#18874 closed enhancement (wontfix)
Don't alert me about updates to themes I'm not using
Reported by: |
|
Owned by: | |
---|---|---|---|
Milestone: | Priority: | normal | |
Severity: | normal | Version: | |
Component: | Upgrade/Install | Keywords: | |
Focuses: | Cc: |
Description
I don't need to know that a theme that comes with WordPress which I'm not using has been updated.
Only alert me about updates to the theme I am using.
Change History (5)
#2
@
13 years ago
Alternate workaround: Use the Disable WordPress Theme Updates plugin.
#3
@
13 years ago
That isn't a workaround.
This would prevent the user from getting any updates.
That could open them up to unpatched security vulnerabilities.
#4
@
13 years ago
- Milestone Awaiting Review deleted
- Resolution set to wontfix
- Status changed from new to closed
That could open them up to unpatched security vulnerabilities.

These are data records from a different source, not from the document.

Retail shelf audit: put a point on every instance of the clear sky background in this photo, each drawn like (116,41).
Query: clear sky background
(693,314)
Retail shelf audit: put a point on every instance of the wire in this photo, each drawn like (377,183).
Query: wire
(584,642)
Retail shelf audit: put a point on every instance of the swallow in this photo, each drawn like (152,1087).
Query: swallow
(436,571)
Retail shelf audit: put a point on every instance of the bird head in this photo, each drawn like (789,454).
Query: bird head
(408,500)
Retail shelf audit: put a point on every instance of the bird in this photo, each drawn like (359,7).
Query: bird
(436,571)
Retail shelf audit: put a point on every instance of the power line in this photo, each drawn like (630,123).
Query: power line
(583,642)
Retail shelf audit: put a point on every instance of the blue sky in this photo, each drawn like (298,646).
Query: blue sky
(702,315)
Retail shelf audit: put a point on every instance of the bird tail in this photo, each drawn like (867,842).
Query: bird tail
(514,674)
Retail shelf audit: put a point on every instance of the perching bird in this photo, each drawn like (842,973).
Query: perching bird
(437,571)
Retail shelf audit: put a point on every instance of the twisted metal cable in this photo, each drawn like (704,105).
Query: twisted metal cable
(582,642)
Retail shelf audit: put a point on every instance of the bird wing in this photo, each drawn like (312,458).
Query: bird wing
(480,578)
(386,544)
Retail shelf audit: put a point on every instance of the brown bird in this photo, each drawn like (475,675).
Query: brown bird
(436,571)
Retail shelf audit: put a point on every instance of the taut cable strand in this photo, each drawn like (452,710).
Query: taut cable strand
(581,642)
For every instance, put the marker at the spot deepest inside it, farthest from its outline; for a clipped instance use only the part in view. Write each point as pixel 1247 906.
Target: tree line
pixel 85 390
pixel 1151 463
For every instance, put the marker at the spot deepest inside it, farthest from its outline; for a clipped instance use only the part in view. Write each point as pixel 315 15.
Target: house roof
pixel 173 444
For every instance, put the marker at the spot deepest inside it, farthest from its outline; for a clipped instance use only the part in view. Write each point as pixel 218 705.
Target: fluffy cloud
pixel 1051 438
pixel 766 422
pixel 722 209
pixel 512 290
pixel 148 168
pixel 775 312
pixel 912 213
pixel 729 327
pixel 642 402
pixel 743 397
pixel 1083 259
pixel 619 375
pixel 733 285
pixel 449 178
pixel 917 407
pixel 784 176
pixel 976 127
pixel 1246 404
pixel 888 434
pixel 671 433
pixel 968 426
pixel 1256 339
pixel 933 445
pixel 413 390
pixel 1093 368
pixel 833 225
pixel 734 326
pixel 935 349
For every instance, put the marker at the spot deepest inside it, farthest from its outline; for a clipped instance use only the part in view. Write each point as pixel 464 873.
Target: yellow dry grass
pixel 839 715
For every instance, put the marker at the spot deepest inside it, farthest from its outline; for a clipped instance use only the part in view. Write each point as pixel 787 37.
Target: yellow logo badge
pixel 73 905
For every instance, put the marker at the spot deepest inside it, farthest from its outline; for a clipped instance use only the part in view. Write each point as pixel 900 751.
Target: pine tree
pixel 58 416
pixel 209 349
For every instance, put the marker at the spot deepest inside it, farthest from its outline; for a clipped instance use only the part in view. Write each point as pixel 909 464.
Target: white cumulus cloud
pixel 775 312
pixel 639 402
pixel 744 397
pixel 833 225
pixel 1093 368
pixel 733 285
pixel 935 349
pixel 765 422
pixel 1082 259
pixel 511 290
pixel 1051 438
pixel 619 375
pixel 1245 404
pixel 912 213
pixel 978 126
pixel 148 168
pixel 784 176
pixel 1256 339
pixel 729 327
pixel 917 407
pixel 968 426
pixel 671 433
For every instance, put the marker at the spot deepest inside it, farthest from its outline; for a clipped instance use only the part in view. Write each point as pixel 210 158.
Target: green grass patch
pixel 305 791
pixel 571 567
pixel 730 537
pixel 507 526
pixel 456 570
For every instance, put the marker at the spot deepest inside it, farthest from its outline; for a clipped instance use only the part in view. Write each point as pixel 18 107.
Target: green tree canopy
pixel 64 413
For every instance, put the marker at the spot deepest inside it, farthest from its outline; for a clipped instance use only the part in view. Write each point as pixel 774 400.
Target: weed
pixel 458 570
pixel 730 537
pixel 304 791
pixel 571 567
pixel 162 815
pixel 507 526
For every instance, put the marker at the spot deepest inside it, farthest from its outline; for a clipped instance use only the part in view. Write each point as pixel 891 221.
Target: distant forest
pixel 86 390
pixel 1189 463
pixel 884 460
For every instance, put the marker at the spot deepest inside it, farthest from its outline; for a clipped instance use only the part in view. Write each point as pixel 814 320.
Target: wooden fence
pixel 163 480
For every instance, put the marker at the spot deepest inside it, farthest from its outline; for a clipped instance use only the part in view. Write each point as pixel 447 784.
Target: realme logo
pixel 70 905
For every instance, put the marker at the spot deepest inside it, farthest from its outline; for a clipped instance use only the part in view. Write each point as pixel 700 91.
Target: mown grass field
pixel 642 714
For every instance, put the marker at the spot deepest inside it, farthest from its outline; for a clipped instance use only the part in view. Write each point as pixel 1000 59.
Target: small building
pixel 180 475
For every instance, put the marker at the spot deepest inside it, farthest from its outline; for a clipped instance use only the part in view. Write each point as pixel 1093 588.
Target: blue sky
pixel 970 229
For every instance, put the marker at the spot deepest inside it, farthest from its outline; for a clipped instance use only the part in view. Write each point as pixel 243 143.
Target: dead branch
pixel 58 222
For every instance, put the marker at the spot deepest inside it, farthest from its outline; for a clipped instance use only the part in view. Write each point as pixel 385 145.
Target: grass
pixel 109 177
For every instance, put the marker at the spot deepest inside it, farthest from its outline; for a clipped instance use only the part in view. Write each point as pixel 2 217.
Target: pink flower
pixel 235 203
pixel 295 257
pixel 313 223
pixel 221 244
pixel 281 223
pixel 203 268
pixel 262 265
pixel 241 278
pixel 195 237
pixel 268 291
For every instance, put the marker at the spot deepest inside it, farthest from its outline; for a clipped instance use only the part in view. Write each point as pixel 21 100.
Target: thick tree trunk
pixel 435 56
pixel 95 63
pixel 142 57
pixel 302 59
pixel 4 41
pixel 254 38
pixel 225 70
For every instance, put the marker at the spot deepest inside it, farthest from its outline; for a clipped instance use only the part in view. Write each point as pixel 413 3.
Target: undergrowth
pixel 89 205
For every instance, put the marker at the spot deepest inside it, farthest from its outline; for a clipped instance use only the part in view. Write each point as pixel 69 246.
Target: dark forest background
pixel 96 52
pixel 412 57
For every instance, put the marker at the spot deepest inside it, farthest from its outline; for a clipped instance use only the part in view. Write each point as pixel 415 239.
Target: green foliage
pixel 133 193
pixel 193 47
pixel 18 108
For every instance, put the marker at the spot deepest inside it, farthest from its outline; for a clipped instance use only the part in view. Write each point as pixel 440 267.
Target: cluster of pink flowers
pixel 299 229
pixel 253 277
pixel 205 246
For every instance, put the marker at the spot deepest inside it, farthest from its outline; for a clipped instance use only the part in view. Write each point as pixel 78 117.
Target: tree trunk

So could not updating themes that aren't in use. Look at the TimThumb vulnerability, for example. Direct file access. No activation necessary, for plugins or themes. Just needs to be sitting there.
We've been down this road before (I've proposed this myself, I'm sure) and there are plenty of other reasons as well. One might be that the user is waiting for an update to switch back to or try the theme. Considering this one wontfix, and (discouraged) plugin material.
Workaround: Remove themes that aren't in use.